There is a caveat for the formation of images (virtual and real). I think you were talking about rigorous stigmatism, ie exact intersection of the light rays. With this definition, if you want every point to have an image, the only possibility is the plane mirror. If you want rigorous stigmatism between two points, the mirror will be a conic section (from the bifocal definition), and if it’s not a plane, they will be the only two conjugate points.

You’ll need to loosen the definition to approximate stigmatism, for any hope to work in general. It is this notion you will need for the parabolic mirror for example (which is why you were having a hard time proving it I imagine).

In general, if you look at the light rays emanating from a point which are reflected by an arbitrary mirror, you’ll observe caustics, the envelope of the rays. These caustics can have a cusp which corresponds to an image in the context of approximate stigmatism. This is how you can have multiple images.

The existence of images thus becomes the study of singularities of ray systems. The general study involves some serious maths (symplectic geometry etc) check out the relavant appendix in Arnold’s Mathematical Method to Classical Mechanics.
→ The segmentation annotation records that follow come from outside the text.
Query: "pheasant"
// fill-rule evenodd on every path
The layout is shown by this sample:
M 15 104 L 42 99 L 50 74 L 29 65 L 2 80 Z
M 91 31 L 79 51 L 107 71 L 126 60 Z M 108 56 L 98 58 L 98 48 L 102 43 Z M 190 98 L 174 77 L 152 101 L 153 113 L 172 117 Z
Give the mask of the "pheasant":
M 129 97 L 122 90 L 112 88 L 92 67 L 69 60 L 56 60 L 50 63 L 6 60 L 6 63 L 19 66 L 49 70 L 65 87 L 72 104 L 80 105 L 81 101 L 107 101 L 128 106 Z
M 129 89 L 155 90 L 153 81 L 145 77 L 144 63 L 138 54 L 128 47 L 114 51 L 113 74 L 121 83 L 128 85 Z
If you want to explicitly compute things, you'll need to assume better regularity. I'll assume your mirror to be smoother, at least $\mathcal C^2$ to define an osculating circle at every point. Locally approximating the mirror by the osculating circle, you'll have a cusp whenever the tangent plane of the mirror is perpendicular to the incident ray. Furthermore, the cusp will be on the line corresponding to the coinciding incident and reflected ray. The position along this line is given by the thin lens formula with the focal given by $$ f = r/2 $$ with $r$ the local curvature radius, and the sign depending on whether the mirror is locally convex or concave. If it's concave, you'll have a real image, and if it's convex you'll have a virtual image.

If you want to experiment around, you can use Geogebra (or any similar software) to plot out the envelope and test out the ideas.

Hope this helps and tell me if you need more details.

Answer 2

To form an image it is not necessary for all rays coming from a source to meet in one place. Even in the case of spherical mirrors the position of the image of a point source of light depends on where the eye is. All the places where the image can bee seen form a curve called caustics. In the picture below each eye looking at a convex mirror has its own image of the point. When we look with two eyes (stereoscopic view) our perception is very complicated.